La Banque du Canada ne peut pas contrôler son dollar, d’où son inertie.


Historiquement rarement la Banque du Canada n’a pu faire quoi que ce soit pour freiner la chute du dollar ou comme tout récemment tenter d’empêcher sa hausse fulgurante.

Le dollar canadien, qu’on se le dise, monte non seulement pare que le dollar américain perd des plumes mais surtout parce que les prix du baril de pétrole et de l’or ont monté en flèche.

Avec la décision récente de la Banque de Chine, et d’autres grandes banques suivront sans nécessairement l’annoncer, de réduire leurs réserves de dollars américains, cela aura pour effet de pouvoir mener à moyen terme le dollar canadien près du 1,10$ US.

Les Chinois vont convertir une bonne partie de leurs dollars américains en dollars canadiens. 

Si les Chinois achète par exemple, 5 milliards de dollars canadiens avec leurs devises américaines, bien sûr le dollar canadien montera.

La Banque du Canada ne peut rien faire.  Elle pourrait se virer de bord et racheter les dollars américains pour le même montant vendu par les Chinois.  La Banque du Canada ne pourrait pas jouer à ce jeu très longtemps car il est évident que ses réserves en devises ne sont pas celle de la Banque de Chine. 

Donc la Banque du Canada n’a d’autres choix que de regarder passer le trafic et de constater les dégâts qu’une devise si elevée causera à moyen terme à son industrie manufacturière exportatrice.  Soit une profonde récession.  Historiquement c’est toujours ce qui est arrivé à l’industrie manufacturière après une devise canadienne trop élevée par rapport à un dollar américain.  Oui vous allez me racontez le charabia que les industries manufacturières dépendent de moins en moins des États-Unis.  Vous irez chanter votre chanson aux producteurs de motoneiges, de trains d’atterrissage, de structures d’acier, d’automobiles, de portes de garages et de roulement à billes pour ne nommer que ceux-là. 

La réalité est tout autre.  Globalement, 80% des exportations manufacturières canadiennes s’en vont aux États-Unis.  Manufacturières que j’ai écrit.

Il est donc important de différencier exportations canadiennes et exportations manufacturières.  C’est sûr que les exportations autres que manufacturières ont augmenté envers d’autres pays que les États-Unis.  On peut nommer que l’or, l’uranium, le pétrole, l’aluminium et la potasse.  À la différence, on ne peut pas produire un baril de pétrole là où il y’en a pas.  Mais on peut produire un avion, une motoneige ou un train d’atterrissage n’importe où sur le globe.  D’où le danger pour ses industries d’avoir une monnaie élevée.

Certes la Banque du Canada pourrait baisser les taux. Bien sûr!  Mais 0,25% de moins ça ne freinera pas les élans des Chinois de vouloir convertir la devise américaine tombante en devise canadienne.

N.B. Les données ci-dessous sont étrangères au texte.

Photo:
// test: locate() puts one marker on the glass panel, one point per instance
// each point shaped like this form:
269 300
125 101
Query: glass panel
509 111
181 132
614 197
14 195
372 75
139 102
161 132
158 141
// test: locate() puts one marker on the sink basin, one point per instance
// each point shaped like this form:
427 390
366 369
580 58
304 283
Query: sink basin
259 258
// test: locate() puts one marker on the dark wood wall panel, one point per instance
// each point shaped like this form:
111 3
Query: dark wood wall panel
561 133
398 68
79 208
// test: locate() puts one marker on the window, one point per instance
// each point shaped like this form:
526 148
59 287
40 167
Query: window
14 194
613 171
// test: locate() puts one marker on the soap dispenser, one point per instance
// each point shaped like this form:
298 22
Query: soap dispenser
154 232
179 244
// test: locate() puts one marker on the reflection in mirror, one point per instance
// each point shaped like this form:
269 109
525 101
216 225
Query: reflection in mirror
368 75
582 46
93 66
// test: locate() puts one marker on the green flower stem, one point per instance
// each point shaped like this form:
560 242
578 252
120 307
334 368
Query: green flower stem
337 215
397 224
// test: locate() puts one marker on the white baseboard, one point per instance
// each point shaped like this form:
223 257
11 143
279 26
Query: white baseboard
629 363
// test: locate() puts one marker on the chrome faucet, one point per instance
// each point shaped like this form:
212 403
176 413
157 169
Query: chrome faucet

Pour vraiment freiner les Chinois, et les autres grandes banques, il faudrait que la Banque du Canada, annonce subitement une baisse de son taux de 1% même de 1,5% . 

Voyons donc, elle ne fera jamais cela.  Pour la simple raison que cela créerait un inflation incroyable au Canada.  Une baisse de la TPS en janvier jumelée à un coût d’endettement moindre créerait chez le consommateur canadien une frénésie inflationniste.  Donc la Banque n’aurait d’autre choix que d’éventuellement contrer cette inflation créée par une hausse drastique de son taux, soit de 1% à 1,5%.  Ça s’annule comme dirait l’autre.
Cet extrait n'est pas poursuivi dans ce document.